Statistically bankers lend too much in a predictable rhythm, at precisely the wrong time in the economical cycle. They work with numbers and try to improve those over and again. But when it comes to lending, they are greedy to believe that the expansion part of the economic cycle will last forever. Booms raise asset prices. People borrow to expand and take advantage of the expansion-like conditions. Bankers lend for the same reason to those people, to take advantage of customers' willingness to borrow. So, they inevitably lend the most at the height of an expansion that is, just before it turns into a bust.
This shows why busts are so important. They are like an intelligence test for bankers. The dumb and the greedy are eliminated. That is to say… unless the government steps in to save them, let them keeping their job, and collecting their bonuses.
The big question is how can all that debt be reduced? Will Americans actually pay it down?

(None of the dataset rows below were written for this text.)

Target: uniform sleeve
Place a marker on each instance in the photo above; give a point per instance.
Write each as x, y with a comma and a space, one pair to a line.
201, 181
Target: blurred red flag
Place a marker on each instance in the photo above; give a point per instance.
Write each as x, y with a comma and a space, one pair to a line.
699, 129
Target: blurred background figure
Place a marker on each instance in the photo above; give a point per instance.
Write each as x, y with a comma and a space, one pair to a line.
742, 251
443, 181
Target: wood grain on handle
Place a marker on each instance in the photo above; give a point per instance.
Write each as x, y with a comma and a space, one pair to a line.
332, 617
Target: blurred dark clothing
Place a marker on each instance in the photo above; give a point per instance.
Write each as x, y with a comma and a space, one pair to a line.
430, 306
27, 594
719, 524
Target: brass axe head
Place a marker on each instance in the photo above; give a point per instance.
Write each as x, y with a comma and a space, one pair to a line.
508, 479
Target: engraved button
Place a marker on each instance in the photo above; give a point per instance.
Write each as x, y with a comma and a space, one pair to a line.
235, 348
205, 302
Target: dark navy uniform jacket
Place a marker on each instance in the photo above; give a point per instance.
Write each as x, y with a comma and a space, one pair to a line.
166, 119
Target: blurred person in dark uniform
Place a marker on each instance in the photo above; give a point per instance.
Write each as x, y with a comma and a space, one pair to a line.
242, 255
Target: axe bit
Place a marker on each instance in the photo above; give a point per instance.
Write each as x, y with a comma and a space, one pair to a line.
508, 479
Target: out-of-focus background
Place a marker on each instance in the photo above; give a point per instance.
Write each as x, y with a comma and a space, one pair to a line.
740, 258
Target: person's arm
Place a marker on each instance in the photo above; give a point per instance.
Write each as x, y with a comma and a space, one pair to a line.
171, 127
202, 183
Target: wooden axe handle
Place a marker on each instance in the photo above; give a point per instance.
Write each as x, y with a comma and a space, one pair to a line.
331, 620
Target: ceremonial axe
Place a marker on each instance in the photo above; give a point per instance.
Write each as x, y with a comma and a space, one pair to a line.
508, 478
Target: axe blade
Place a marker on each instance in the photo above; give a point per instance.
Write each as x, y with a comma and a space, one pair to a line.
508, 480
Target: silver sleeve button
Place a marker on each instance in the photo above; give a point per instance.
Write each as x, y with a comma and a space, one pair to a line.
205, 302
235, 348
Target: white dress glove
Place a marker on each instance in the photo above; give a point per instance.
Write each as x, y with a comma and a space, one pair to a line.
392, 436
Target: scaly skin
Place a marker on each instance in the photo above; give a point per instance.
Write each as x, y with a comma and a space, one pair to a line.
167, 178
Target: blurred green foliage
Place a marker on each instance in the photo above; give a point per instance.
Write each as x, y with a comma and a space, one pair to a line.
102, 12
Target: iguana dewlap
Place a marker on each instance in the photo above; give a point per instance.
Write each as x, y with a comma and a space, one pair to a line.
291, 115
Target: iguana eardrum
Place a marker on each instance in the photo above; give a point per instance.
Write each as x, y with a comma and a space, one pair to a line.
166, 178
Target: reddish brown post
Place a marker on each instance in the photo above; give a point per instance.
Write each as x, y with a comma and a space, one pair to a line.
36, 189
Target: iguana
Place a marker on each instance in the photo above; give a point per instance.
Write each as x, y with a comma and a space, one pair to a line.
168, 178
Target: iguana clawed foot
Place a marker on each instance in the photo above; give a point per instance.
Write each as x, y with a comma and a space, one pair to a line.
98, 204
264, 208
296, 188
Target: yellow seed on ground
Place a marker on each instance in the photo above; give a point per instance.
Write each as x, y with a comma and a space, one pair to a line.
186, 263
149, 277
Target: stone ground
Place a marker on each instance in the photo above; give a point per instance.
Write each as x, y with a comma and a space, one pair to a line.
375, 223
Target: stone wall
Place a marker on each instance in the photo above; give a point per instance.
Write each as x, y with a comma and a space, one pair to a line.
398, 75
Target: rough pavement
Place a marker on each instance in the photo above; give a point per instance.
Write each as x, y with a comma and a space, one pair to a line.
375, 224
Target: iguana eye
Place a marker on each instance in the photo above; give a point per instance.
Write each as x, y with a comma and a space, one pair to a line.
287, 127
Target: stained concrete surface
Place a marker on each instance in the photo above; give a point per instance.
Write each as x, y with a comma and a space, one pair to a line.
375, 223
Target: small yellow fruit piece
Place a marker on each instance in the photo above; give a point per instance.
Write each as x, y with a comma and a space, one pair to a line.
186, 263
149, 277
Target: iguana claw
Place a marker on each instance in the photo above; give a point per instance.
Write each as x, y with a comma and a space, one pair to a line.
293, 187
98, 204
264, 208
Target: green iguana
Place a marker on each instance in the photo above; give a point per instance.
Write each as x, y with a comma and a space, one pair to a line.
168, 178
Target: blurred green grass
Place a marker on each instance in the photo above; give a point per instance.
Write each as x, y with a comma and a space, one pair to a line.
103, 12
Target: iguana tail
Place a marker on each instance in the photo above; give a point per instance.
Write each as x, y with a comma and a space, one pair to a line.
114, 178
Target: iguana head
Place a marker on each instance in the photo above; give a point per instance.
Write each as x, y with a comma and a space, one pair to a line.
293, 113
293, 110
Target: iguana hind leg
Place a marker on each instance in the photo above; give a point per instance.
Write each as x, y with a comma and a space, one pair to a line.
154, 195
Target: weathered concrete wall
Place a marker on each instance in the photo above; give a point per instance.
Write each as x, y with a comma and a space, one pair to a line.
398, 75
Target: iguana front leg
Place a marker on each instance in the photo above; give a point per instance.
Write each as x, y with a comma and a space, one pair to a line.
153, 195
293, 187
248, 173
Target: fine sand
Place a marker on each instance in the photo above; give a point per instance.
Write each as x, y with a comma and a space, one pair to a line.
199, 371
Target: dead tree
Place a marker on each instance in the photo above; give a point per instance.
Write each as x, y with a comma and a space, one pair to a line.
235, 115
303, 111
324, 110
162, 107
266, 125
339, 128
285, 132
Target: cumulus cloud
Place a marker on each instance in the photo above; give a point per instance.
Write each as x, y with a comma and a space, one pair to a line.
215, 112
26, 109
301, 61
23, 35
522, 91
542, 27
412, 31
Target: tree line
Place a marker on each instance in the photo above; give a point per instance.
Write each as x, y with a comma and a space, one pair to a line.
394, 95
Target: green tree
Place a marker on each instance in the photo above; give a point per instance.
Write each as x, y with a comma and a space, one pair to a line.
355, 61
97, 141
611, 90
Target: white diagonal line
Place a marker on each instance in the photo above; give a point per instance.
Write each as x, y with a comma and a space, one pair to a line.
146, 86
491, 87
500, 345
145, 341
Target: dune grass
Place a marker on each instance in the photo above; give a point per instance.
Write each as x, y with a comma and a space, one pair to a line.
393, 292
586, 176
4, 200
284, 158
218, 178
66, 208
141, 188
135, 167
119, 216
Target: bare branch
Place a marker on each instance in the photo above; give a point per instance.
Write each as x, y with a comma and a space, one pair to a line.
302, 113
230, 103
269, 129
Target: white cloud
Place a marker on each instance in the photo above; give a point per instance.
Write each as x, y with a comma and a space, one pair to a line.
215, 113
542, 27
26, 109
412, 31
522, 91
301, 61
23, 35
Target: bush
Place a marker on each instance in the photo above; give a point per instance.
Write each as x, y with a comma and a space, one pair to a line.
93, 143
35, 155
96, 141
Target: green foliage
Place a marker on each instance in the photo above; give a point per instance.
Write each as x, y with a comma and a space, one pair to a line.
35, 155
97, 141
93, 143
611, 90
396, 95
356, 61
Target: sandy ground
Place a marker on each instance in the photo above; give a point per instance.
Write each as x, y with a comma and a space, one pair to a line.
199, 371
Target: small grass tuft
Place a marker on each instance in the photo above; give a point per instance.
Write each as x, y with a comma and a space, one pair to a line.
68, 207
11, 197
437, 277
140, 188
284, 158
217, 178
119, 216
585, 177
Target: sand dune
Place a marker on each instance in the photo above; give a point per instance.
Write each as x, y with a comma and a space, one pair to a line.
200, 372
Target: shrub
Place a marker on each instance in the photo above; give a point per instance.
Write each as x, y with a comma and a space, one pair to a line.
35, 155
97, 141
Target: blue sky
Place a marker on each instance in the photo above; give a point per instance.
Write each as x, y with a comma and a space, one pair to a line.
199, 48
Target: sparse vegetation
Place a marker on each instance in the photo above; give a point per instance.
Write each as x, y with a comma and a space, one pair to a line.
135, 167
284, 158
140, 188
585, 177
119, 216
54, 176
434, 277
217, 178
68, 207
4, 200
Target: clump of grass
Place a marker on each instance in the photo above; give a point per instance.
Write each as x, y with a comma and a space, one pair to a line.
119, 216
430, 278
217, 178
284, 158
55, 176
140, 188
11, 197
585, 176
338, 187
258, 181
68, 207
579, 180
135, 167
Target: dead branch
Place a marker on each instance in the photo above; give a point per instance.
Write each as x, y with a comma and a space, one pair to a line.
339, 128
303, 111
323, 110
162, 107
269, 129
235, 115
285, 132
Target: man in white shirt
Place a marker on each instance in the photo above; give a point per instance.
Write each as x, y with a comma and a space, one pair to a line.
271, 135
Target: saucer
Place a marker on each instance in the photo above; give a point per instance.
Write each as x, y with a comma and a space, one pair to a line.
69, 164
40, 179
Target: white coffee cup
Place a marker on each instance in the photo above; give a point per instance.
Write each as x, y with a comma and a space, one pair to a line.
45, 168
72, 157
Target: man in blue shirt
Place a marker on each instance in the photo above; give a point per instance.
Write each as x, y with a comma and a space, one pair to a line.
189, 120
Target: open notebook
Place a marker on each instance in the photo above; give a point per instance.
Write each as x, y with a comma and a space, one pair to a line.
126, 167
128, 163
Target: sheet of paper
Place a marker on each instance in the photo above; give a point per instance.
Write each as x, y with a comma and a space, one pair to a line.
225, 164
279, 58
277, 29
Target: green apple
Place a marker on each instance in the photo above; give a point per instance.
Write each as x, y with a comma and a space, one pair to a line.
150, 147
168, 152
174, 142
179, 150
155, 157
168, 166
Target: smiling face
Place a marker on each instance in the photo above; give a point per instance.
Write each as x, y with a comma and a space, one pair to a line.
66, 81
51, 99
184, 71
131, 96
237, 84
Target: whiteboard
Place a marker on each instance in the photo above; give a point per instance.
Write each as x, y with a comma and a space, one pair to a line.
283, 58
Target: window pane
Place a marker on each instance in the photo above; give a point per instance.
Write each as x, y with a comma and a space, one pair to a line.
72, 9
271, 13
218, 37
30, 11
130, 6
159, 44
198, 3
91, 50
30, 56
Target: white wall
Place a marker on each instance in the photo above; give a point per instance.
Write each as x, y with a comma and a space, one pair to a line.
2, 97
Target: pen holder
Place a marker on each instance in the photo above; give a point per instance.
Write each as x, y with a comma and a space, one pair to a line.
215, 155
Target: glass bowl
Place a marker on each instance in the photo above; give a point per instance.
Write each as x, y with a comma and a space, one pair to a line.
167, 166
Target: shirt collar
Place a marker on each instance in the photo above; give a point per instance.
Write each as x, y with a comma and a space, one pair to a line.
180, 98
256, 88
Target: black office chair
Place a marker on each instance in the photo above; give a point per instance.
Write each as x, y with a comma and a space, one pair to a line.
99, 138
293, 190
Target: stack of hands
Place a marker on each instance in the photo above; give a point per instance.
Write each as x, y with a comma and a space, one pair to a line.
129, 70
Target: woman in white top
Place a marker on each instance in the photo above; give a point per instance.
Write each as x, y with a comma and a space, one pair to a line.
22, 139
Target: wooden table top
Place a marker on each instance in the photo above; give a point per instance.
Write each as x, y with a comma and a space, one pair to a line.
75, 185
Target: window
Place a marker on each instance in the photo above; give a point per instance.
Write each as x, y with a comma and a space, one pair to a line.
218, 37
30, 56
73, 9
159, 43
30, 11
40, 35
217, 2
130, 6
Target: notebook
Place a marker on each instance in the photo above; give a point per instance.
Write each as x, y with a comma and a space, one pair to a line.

Or will inflation come to their aid?
And what will happen to the trillions of dollars' worth of debt the feds are adding? “The latest report from Congress estimates deficits as far as the eye can see, even to the year 2020, when they are supposed to be still 7% of GDP - or about $1 trillion.” What will happen when this bubble in public debt blows up?
Bernanke this week, warned of continued high unemployment and economic insecurity even as the economy begins a slow recovery. "Job insecurity, together with declines in home values and tight credit, is likely to limit gains in consumer spending," Bernanke said. "The possibility that the recent stabilization in household spending will prove transient is an important downside risk to the outlook."
In simple words: there is no end in sight. Wait for the next leg down of the double W → WW.